It is also reported that FECV infection is endemic in multiple cat household (being commonly spread by the faecaleoral route), while FIP is a sporadic disease (Foley et al 1997) . Vennema et al (1998) have also reported that FIPV, unlike FECV, is generally not transmitted horizontally from cat to cat (FIPV variants arising de novo within a cat already infected with FECV). The use of RT-PCR assay has been suggested by several researchers (Benetka et al 2004 , Campolo et al 2005 as a suitable technique for detecting FCoV carrier cats at early periods of infection.
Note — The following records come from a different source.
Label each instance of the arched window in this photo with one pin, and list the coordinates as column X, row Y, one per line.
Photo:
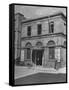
column 39, row 44
column 65, row 43
column 51, row 45
column 28, row 50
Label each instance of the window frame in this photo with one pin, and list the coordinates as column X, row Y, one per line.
column 39, row 29
column 51, row 29
column 29, row 31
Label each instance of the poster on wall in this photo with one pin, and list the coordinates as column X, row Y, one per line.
column 35, row 28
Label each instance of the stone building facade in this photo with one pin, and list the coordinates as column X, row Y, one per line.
column 42, row 41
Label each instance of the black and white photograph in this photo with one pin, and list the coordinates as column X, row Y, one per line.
column 40, row 44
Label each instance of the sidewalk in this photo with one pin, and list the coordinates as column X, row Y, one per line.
column 21, row 71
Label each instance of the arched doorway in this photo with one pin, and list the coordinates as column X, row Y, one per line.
column 51, row 46
column 28, row 47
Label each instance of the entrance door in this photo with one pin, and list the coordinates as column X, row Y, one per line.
column 37, row 56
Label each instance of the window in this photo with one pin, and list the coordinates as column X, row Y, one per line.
column 51, row 45
column 28, row 53
column 51, row 27
column 29, row 30
column 51, row 53
column 39, row 28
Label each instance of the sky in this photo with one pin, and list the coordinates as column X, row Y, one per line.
column 35, row 11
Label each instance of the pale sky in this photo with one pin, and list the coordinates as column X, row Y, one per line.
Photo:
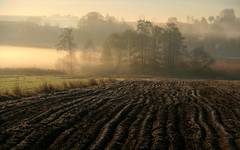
column 130, row 10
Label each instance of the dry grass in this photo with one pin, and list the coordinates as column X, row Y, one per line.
column 50, row 87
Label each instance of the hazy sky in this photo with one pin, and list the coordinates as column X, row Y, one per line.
column 156, row 10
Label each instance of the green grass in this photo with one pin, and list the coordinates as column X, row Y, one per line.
column 18, row 84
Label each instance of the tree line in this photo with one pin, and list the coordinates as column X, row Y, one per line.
column 151, row 47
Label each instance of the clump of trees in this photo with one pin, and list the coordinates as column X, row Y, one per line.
column 152, row 47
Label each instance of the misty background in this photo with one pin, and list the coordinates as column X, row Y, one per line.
column 102, row 41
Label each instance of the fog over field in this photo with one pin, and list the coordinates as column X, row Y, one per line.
column 120, row 74
column 131, row 37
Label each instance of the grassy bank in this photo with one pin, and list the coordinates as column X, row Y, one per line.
column 23, row 85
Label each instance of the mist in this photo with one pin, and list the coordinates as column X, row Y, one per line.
column 104, row 44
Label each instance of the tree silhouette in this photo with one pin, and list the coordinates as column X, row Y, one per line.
column 66, row 44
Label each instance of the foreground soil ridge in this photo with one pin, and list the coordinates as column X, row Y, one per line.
column 126, row 115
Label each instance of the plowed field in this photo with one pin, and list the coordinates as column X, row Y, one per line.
column 126, row 115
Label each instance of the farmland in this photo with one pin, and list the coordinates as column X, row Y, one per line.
column 133, row 114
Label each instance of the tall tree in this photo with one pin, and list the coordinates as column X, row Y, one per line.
column 66, row 43
column 173, row 45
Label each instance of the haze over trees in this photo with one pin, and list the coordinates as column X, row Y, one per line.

However, viraemia has been shown to occur not only in cats with FIP, but also in healthy carriers (Herrewegh et al 1995 , Gunn-Moore et al 1998 , and there are presently no diagnostic assays that distinguish virulent and avirulent FCoV variants. Nevertheless, using the same methods we employed in this study (an identical RT-PCR detecting mRNA for the highly conserved M gene), Simons et al (2005) reported that the detection of FCoV in peripheral blood mononuclear cells showed a high specificity for the clinical diagnosis of FIP with a very low proportion of healthy cats (or cats with non-FIP disease) testing positive with this assay.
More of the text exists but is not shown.